Namibia: Horse Owners Cross Swords With Municipality Over Stables

26 November 2019

Steven Klukowski

KEETMANSHOOP - Members of the Horse Lovers Organization in Keetmanshoop could face prosecution for illegally keeping their horses at facilities owned by the municipality.

This is according to correspondence between the two parties in possession of New Era. According to community activist Arnold Losper the horses are used for recreational purposes and social functions only and are kept at the horse stables at the Keetmanshoop showgrounds in order to adhere to municipal health regulations on preventing wild animals from roaming around in residential areas.

"By allowing young boys to participate in horse riding activities we are only trying to keep them from the streets and prevent them being exposed to substance abuse and other potential harmful activities," he explained.

Losper said the organisation opted not to pay the required monthly rental fee for keeping the horses at the council-owned stables out of protest at being denied an audience with the municipality's management.

"The disconnection of water at the premises should furthermore be reversed with immediate effect since water is essential to maintain these animals," he said.

The horse owners in their correspondence emphasised that their organisation is willing to keep the stables clean and tidy should the town council provide them with clean sand to cover the manure of the animals and remove it accordingly.

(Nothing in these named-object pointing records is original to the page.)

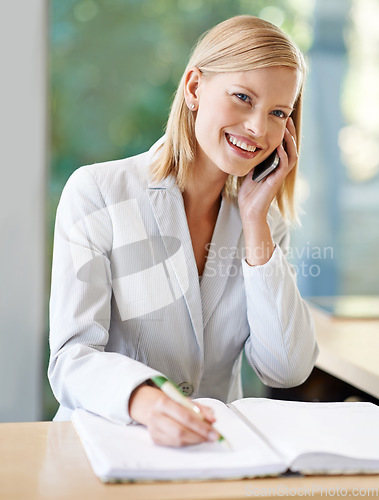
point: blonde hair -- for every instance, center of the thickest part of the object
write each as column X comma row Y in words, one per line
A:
column 241, row 43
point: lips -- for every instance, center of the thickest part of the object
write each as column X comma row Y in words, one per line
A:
column 241, row 147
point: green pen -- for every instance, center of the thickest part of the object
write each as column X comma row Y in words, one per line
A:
column 174, row 393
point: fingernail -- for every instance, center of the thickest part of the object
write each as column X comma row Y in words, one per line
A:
column 212, row 436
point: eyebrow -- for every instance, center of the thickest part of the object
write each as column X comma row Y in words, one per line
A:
column 257, row 97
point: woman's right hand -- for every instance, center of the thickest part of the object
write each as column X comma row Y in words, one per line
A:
column 169, row 423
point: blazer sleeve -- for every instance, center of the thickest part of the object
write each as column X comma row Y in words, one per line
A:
column 281, row 346
column 81, row 373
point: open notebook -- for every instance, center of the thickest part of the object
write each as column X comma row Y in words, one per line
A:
column 268, row 437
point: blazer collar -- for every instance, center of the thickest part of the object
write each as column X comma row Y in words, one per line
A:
column 168, row 208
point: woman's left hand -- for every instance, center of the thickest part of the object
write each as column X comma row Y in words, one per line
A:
column 255, row 198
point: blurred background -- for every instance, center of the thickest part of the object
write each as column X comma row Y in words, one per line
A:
column 86, row 81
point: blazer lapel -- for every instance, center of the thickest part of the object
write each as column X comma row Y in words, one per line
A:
column 221, row 255
column 168, row 208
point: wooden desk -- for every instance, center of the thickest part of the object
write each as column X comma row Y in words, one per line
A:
column 45, row 460
column 349, row 350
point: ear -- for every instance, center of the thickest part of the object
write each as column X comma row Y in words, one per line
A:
column 191, row 86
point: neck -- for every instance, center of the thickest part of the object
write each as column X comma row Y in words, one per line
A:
column 202, row 195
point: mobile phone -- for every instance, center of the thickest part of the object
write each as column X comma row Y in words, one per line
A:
column 266, row 167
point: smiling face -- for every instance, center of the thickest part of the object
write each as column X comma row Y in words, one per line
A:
column 240, row 116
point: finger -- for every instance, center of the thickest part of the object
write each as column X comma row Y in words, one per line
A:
column 168, row 432
column 207, row 413
column 186, row 418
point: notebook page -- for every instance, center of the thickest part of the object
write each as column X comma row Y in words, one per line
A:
column 294, row 428
column 126, row 452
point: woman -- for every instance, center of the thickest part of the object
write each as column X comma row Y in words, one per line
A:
column 172, row 262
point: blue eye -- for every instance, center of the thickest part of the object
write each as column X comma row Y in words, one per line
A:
column 243, row 97
column 279, row 113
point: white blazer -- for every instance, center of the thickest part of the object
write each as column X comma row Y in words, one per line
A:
column 127, row 302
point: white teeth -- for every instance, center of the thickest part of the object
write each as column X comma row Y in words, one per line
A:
column 240, row 144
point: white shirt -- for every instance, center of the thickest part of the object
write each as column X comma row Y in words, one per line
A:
column 126, row 301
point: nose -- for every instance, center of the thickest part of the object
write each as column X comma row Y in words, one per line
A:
column 256, row 123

"We will furthermore take full responsibility to keep these stables in a good condition," Losper promised, adding that a meeting between the two parties would be the only platform to find an amicable solution to the situation.

The chief executive officer for Keetmanshoop Municipality, Desmond Basson, said only horse owners with a paid-up account for renting the stables can be welcomed to discuss their problems with the respective officials. His correspondence further indicated that "stables that are not paid for must be vacated with immediate effect".

"The water will remain disconnected because any person who illegally and without payment occupies municipal property is not entitled to municipal services," Basson said in the letter.

He said the municipality reserves the right to seek eviction of the horses kept illegally at its premises and furthermore recover rentals payable and costs related to damage at the facility, plus possible legal costs, from the horse owners.

He said complaints included, amongst others, health risks, stables being used as human toilets, substance abuse at the premises, damage of property and usage of the facility as a spinning pitch for motorbikes.

Upon this reporter following up on the latest developments, Losper said an audience had been granted to them by the municipality but that it did not serve any purpose.

"The chief executive officer opposed discussing the agenda from our communications, and merely repeated the council's decision that we have to pay rent for keeping our horses at the municipality's stables, resulting that the issue is still pending," he said.

Approached for comment, Jegg Christiaan, acting CEO for Keetmanshoop Municipality, was adamant that the council's stand as reflected in their letters to the concerned group remains in force.

"They (horse lovers' organization) are still obliged by law to pay rent for using the stables and the water will remain disconnected until such payments have been done accordingly," he explained.

Christiaan added that the council is still open for further negotiations on the issue as a means to solve it amicably.